La notizia della sparatoria avvenuta a Montichiari alla
Vigilia di Pasqua ha lasciati attoniti tutti. Noi che viviamo quaggiù, in
questa provincia della Bassa Bresciana, dove generalmente il massimo su cui ci
troviamo a discutere sono le corna di qualche vicino, e coloro che ci osservano
da fuori abituati a considerarci i più noiosi del Nord sempre impegolati nel
lavoro o in discussioni sterili legate alla politica. Quando, dopo poche ore,
si è poi sparsa la voce che a sparare era stato nientemeno che un ragazzino di
13 anni, armato da un ventisettenne suo parente per futili motivi legati ad una
rivalità in amore, lo stupore si è trasformato in sgomento e quegli aspri
confronti di solito incentrati sul poco si sono fatti sempre più accesi. Nell’ordinamento
italiano la minore età fino ai 14 è considerata causa di non imputabilità, questo
significa che qualsiasi azione commessa sotto i 14 anni non è punibile in
quanto prima di quell’età le abilità cognitive non sono ancora considerate
totalmente formate. È giusto? È sbagliato?

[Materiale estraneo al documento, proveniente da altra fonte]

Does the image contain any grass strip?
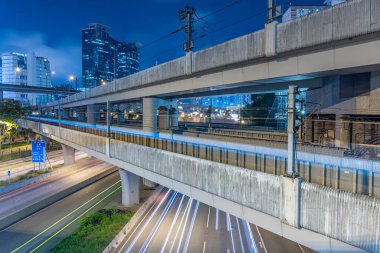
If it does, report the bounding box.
[50,207,133,253]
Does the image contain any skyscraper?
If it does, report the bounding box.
[1,52,51,105]
[82,23,139,88]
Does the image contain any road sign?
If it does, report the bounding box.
[32,141,46,163]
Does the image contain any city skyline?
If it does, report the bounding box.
[0,0,324,84]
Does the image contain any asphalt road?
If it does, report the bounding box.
[0,150,88,181]
[117,189,313,253]
[0,159,121,252]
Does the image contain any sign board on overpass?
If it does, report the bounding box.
[32,141,46,163]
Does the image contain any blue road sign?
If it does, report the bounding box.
[32,141,46,163]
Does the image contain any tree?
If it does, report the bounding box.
[0,101,28,149]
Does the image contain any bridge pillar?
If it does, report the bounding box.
[264,22,277,57]
[143,178,157,188]
[281,176,302,228]
[62,144,75,165]
[86,105,96,124]
[119,169,140,207]
[62,108,69,119]
[143,98,159,132]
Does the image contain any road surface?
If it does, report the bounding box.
[0,159,121,252]
[0,150,88,181]
[117,189,313,253]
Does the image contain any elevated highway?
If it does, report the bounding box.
[20,119,380,252]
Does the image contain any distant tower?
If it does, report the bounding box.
[82,23,139,88]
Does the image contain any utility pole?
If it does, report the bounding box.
[178,5,195,52]
[267,0,282,24]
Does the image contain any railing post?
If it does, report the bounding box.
[286,85,297,176]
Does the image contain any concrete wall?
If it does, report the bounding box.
[301,183,380,252]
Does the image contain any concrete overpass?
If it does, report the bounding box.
[19,119,380,252]
[28,0,380,252]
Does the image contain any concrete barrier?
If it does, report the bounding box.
[0,170,117,230]
[103,186,164,253]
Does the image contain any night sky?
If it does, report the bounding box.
[0,0,323,84]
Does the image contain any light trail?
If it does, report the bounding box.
[161,195,185,253]
[11,180,121,253]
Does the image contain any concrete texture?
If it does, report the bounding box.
[119,169,140,207]
[20,118,380,252]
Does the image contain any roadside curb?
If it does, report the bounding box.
[0,169,117,230]
[103,186,164,253]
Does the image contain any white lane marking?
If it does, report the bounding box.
[226,213,235,253]
[161,195,185,253]
[206,206,211,228]
[255,225,268,253]
[235,216,245,253]
[139,192,178,253]
[182,201,199,253]
[297,243,305,253]
[243,220,259,253]
[125,190,171,253]
[215,208,219,230]
[169,199,191,253]
[176,198,194,253]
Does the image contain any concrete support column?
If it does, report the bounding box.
[62,144,75,165]
[41,135,50,146]
[264,21,277,57]
[169,102,178,128]
[143,98,159,133]
[62,108,69,119]
[77,108,86,121]
[86,105,96,124]
[281,176,302,228]
[143,178,157,188]
[119,169,140,207]
[117,110,125,123]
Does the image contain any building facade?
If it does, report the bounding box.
[1,52,51,106]
[82,24,139,88]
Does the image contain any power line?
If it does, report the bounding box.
[140,0,243,50]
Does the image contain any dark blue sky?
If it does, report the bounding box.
[0,0,323,83]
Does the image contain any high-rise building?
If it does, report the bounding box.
[1,52,51,105]
[82,23,139,88]
[282,6,327,22]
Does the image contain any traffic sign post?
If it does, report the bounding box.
[32,141,46,163]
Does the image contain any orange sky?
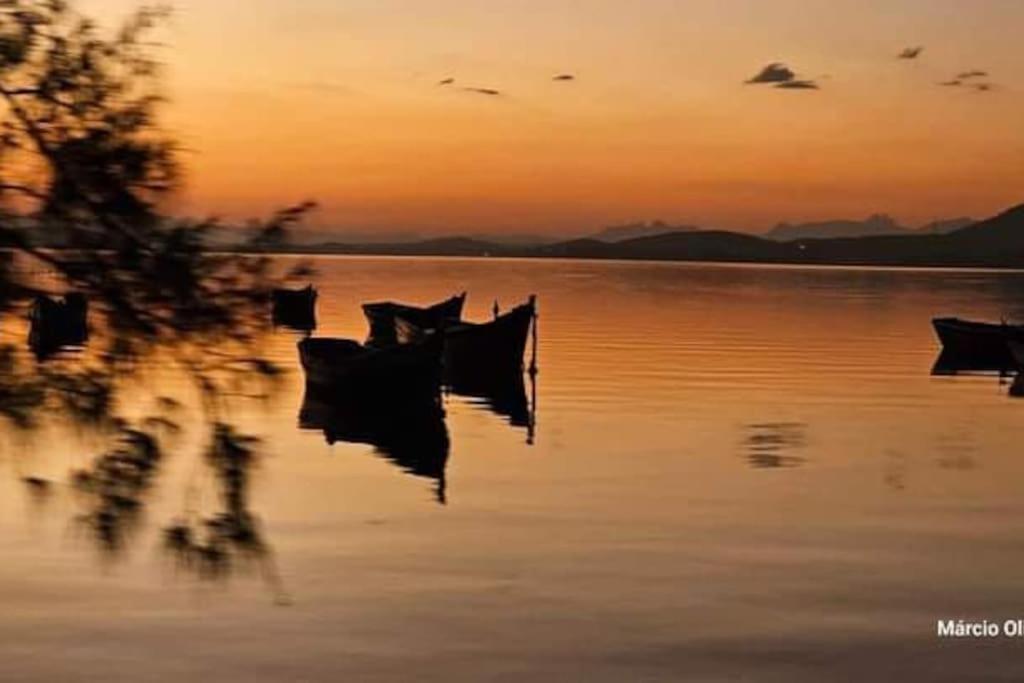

Non sta a noi ergerci da giudici
social e decidere che all’età di 12 o 13 anni la vita di una persona possa già
essere bollata tra criminalità o rispettabilità. Si ha un bel dire, inoltre,
sostenendo che un ragazzino di 12 anni sappia chiaramente dove sta il limite
fra giusto e sbagliato allorquando la maggior parte degli adulti oggi non ne ha
affatto consapevolezza. A quell’età è facile convincerli che i loro gesti non
avranno conseguenze o spingerli a fare qualsivoglia cosa per difendere qualcuno
a cui sono legati, a cui vogliono bene. Se considerassimo i bambini pienamente
responsabili delle proprie azioni, inoltre, avremmo da ridiscutere anche molti
altri reati, primo fra tutti quello della pedofilia e sinceramente non sembra
il caso. La via della punizione, dello sbatterli in carcere e buttare la chiave
è sicuramente quella più facile, quella che da subito balza in mente per
risolvere il problema nell’immediato, eppure non solo non è risolutiva, come
molti Stati al mondo dimostrano, ma soprattutto non ci assolve dal lavarci la
coscienza sulle nostre carenze, sulle mancanze che da tempo la società, la
scuola, le famiglie e i Media hanno messo in luce nei confronti dei più
giovani. La
questione è sempre la stessa: cosa trasmettiamo noi adulti ai ragazzi? Generalmente
che conta solo la propria realizzazione, i propri desideri, il proprio
interesse personale, che il proprio “io” non deve essere svilito, che bisogna
rispondere alle provocazioni sempre e con forza, realizzare ogni nostro
desiderio, far valere sempre e comunque le nostre pretese verso gli altri. Nessuno
di noi li aiuta, invece, a capire che non è affatto giusto così, che spesso
accettare un fallimento aiuta a crescere, che le regole non sono lì per
soffocarci o piegarci con la forza ma per crescere dritti verso il cielo, che
essere qualche volta perdenti consolida la nostra capacità di raggiungere nuovi
obiettivi. Per arginare la violenza giovanile, che abbiamo sotto gli occhi ogni
giorno, non corre ergersi a giudici fast food ma studiare con attenzione,
conoscere le cause e i processi
che portano a determinate situazioni e aver desiderio di prevenirli con
obiettivi strategici. Occorre soprattutto far concentrare i ragazzi in azioni utili per sé e per gli altri,
cogliere le radici dell'aggressività per aiutarli a capirla, gestirla,
eventualmente eliminarla e farli tornare bambini, finalmente, supportati da un
mondo che non li vuole far crescere in fretta a tutti i costi.